Snowboard Kids, which i played with my sister
Ocarina of Time, which i played when i was like seven or eight
Doom, which i played with my dad


----------



## UglyMonsterFace (Feb 16, 2017)

Ocarina of Time, Mario Kart 64, and Super Mario 64


----------



## Hopeless Opus (Feb 16, 2017)

always always always the legend of zelda: twilight princess. the first time i played it again after 10 years a few months ago, i was feeling the most lighthearted i'd felt in so long.. it brought back so many good memories for me.


----------



## Elvera (Feb 17, 2017)

Crash Bandicoot! Which is soon getting re-released which I'm super excited for. 
And the 3rd Spyro, mostly because of the skate park section they had, which was my favorite bit of the game and of coarse running after those eggs XD.
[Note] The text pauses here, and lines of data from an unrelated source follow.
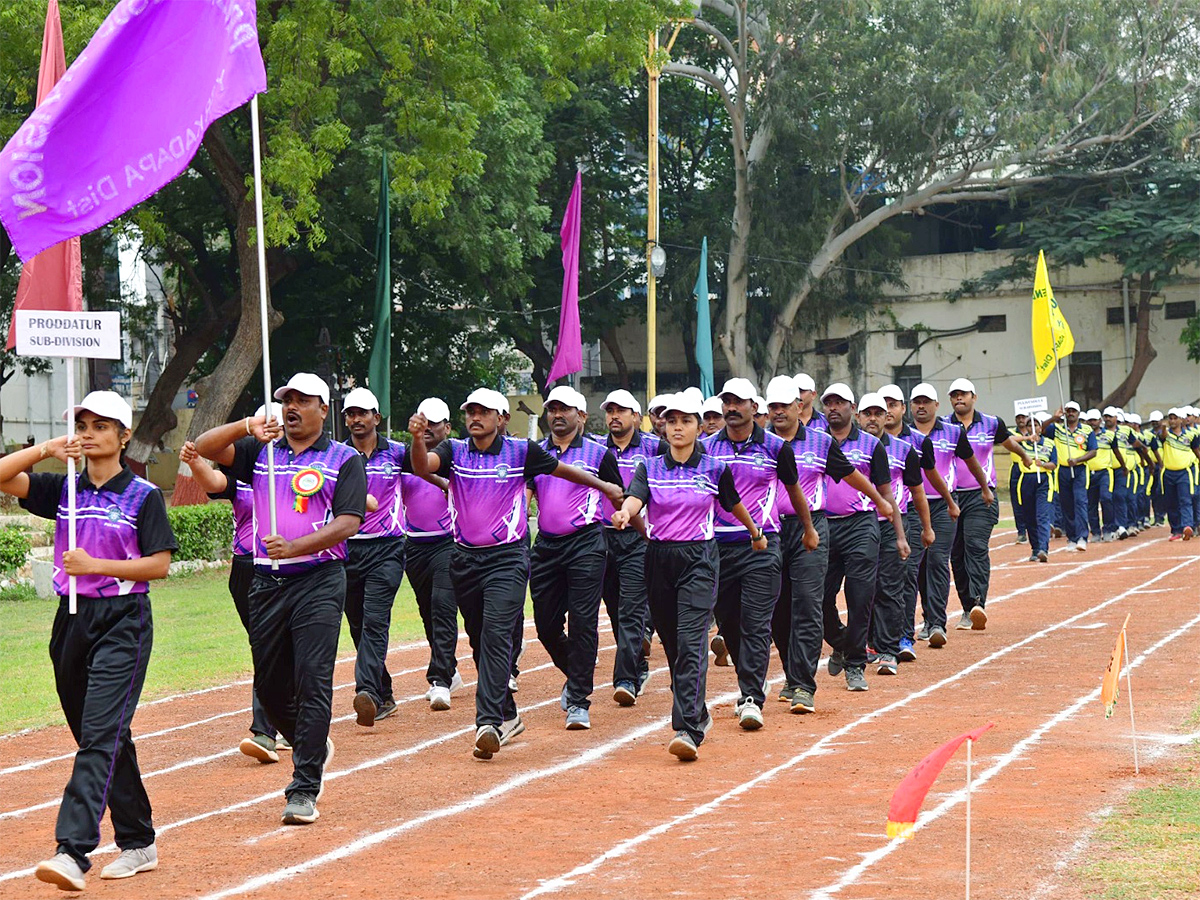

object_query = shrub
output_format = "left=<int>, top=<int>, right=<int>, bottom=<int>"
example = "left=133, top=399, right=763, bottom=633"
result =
left=167, top=503, right=233, bottom=562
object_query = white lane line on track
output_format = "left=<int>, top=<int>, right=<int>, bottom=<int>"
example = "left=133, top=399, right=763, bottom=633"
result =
left=521, top=559, right=1200, bottom=900
left=809, top=607, right=1200, bottom=900
left=0, top=666, right=676, bottom=883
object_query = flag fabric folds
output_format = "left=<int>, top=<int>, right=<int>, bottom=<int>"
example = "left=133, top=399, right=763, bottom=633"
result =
left=1032, top=250, right=1075, bottom=384
left=888, top=722, right=995, bottom=838
left=7, top=0, right=83, bottom=350
left=546, top=172, right=583, bottom=386
left=367, top=152, right=391, bottom=419
left=1100, top=616, right=1129, bottom=719
left=696, top=236, right=716, bottom=397
left=0, top=0, right=266, bottom=262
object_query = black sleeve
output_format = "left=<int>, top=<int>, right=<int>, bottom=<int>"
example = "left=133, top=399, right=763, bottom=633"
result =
left=625, top=462, right=650, bottom=506
left=332, top=454, right=367, bottom=518
left=775, top=443, right=800, bottom=485
left=526, top=440, right=561, bottom=482
left=138, top=487, right=177, bottom=557
left=826, top=442, right=856, bottom=481
left=870, top=444, right=892, bottom=487
left=716, top=466, right=742, bottom=512
left=19, top=472, right=67, bottom=518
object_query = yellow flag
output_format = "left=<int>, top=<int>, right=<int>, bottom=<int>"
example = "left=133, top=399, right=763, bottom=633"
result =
left=1033, top=250, right=1075, bottom=384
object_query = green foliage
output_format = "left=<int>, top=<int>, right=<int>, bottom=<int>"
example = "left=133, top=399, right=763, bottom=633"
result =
left=167, top=503, right=233, bottom=562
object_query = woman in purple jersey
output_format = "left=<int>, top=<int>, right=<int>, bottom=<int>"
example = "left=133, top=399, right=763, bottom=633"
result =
left=0, top=391, right=178, bottom=890
left=612, top=394, right=767, bottom=760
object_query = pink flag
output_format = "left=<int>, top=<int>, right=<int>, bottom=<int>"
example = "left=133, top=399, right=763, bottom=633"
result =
left=0, top=0, right=266, bottom=262
left=7, top=0, right=83, bottom=350
left=546, top=172, right=583, bottom=385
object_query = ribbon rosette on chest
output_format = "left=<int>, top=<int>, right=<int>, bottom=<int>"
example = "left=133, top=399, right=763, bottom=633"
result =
left=292, top=468, right=325, bottom=512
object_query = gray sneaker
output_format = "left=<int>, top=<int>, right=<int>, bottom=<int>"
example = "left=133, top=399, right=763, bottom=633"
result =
left=34, top=853, right=86, bottom=890
left=846, top=666, right=866, bottom=691
left=100, top=844, right=158, bottom=878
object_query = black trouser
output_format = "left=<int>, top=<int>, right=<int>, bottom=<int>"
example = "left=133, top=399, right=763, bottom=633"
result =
left=404, top=538, right=458, bottom=688
left=770, top=510, right=829, bottom=694
left=604, top=528, right=649, bottom=694
left=229, top=553, right=275, bottom=738
left=917, top=497, right=958, bottom=630
left=646, top=541, right=721, bottom=746
left=346, top=538, right=404, bottom=704
left=50, top=594, right=155, bottom=871
left=450, top=540, right=529, bottom=728
left=714, top=534, right=782, bottom=707
left=822, top=512, right=880, bottom=668
left=250, top=562, right=346, bottom=797
left=529, top=522, right=608, bottom=709
left=869, top=515, right=902, bottom=659
left=950, top=489, right=998, bottom=612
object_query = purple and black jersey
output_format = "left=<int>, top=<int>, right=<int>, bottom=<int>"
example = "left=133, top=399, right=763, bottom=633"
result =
left=433, top=434, right=558, bottom=547
left=701, top=425, right=799, bottom=541
left=532, top=434, right=624, bottom=536
left=626, top=445, right=742, bottom=541
left=826, top=424, right=892, bottom=518
left=346, top=434, right=408, bottom=540
left=943, top=409, right=1008, bottom=491
left=20, top=466, right=179, bottom=598
left=229, top=433, right=367, bottom=575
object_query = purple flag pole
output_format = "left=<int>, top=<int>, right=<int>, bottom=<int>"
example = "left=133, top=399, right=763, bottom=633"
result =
left=546, top=172, right=583, bottom=388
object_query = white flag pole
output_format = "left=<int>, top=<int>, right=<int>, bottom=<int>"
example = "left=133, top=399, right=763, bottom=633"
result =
left=250, top=94, right=280, bottom=569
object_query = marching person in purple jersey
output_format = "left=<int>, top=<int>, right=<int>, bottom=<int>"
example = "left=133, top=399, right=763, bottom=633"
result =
left=400, top=397, right=462, bottom=712
left=878, top=384, right=955, bottom=662
left=529, top=385, right=624, bottom=731
left=702, top=378, right=820, bottom=731
left=601, top=390, right=666, bottom=707
left=196, top=372, right=367, bottom=824
left=0, top=391, right=176, bottom=890
left=767, top=376, right=890, bottom=713
left=821, top=383, right=908, bottom=691
left=858, top=388, right=934, bottom=676
left=342, top=388, right=408, bottom=727
left=946, top=378, right=1032, bottom=631
left=612, top=394, right=767, bottom=760
left=408, top=388, right=624, bottom=760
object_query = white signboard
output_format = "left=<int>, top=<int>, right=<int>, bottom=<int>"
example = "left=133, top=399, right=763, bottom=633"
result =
left=1013, top=397, right=1050, bottom=415
left=16, top=310, right=121, bottom=359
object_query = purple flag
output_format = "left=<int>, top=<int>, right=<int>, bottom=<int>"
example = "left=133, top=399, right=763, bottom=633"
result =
left=0, top=0, right=266, bottom=262
left=546, top=172, right=583, bottom=385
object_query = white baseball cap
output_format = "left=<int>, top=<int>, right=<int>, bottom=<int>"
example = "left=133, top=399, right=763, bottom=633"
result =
left=458, top=388, right=509, bottom=418
left=416, top=397, right=450, bottom=422
left=858, top=392, right=888, bottom=413
left=600, top=390, right=642, bottom=415
left=716, top=378, right=758, bottom=400
left=62, top=391, right=133, bottom=428
left=275, top=372, right=329, bottom=406
left=767, top=376, right=800, bottom=404
left=821, top=382, right=859, bottom=409
left=342, top=388, right=379, bottom=413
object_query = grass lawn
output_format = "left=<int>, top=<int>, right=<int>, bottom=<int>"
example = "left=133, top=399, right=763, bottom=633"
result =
left=0, top=569, right=441, bottom=733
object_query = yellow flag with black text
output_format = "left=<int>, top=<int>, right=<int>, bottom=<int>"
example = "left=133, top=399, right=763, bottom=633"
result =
left=1033, top=250, right=1075, bottom=384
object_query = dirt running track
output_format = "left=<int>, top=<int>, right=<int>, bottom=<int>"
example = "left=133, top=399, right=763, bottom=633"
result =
left=0, top=528, right=1200, bottom=900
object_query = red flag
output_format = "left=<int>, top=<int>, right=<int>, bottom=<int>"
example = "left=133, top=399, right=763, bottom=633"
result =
left=7, top=0, right=83, bottom=350
left=888, top=722, right=996, bottom=838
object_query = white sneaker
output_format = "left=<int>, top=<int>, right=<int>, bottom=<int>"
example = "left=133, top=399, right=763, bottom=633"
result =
left=100, top=844, right=158, bottom=878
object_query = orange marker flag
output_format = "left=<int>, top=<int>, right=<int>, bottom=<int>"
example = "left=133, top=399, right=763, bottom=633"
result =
left=888, top=722, right=996, bottom=838
left=1100, top=616, right=1129, bottom=719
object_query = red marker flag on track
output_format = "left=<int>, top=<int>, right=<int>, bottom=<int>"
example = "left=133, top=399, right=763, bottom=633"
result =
left=888, top=722, right=996, bottom=838
left=7, top=0, right=83, bottom=350
left=1100, top=616, right=1129, bottom=719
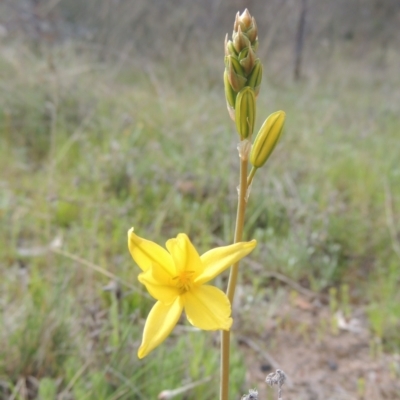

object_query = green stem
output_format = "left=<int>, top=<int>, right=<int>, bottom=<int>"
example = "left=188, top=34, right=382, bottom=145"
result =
left=220, top=155, right=247, bottom=400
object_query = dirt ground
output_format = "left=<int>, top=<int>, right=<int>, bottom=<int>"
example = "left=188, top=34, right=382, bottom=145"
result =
left=239, top=293, right=400, bottom=400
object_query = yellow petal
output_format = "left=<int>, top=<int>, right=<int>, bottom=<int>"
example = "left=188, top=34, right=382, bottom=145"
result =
left=166, top=233, right=204, bottom=275
left=138, top=264, right=179, bottom=304
left=194, top=240, right=257, bottom=285
left=138, top=297, right=183, bottom=358
left=182, top=285, right=232, bottom=331
left=128, top=228, right=175, bottom=275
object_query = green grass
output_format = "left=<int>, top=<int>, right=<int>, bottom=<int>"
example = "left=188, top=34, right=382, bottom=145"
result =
left=0, top=41, right=400, bottom=400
...And Nintendogs, I remember really loving the puppy dogs I could never have.


----------



## Dashonthecob (Feb 17, 2017)

super mario 64 ds and nintendogs.


----------



## MayorJudyOfZootopia (Feb 17, 2017)

Drawn to Life


----------



## Romaki (Feb 17, 2017)

Sims 2 for the PS2


----------



## Captain Crazy Chicken (Mar 8, 2017)

I have a few.

Kirby games, Mario games, Pokemon games, I think even Link's Awakening a bit.

I somehow get a false nostalgia from games I've never played, like Banjo--Kazooie or Donkey Kong 64. Grant Kirkhope just does that to a guy.

- - - Post Merge - - -

I have a few.

Kirby games, Mario games, Pokemon games, I think even Link's Awakening a bit.

I somehow get a false nostalgia from games I've never played, like Banjo--Kazooie or Donkey Kong 64. Grant Kirkhope just does that to a guy.


----------



## blackroserandom (Mar 8, 2017)

Sims 1, Gears of War, Mass Effect atm. I spent plenty of my childhood playing The Sims and I was lucky enough to procure a copy again.  As for Gears, it holds a special place in my heart. I spent countless hours and countless days playing ever gears (minus 4, have yet to play it but will soon ). Sounds corny but every Valentine's, my fiance and I play through one of the games. Accident happened and we wound up playing through all of em.


----------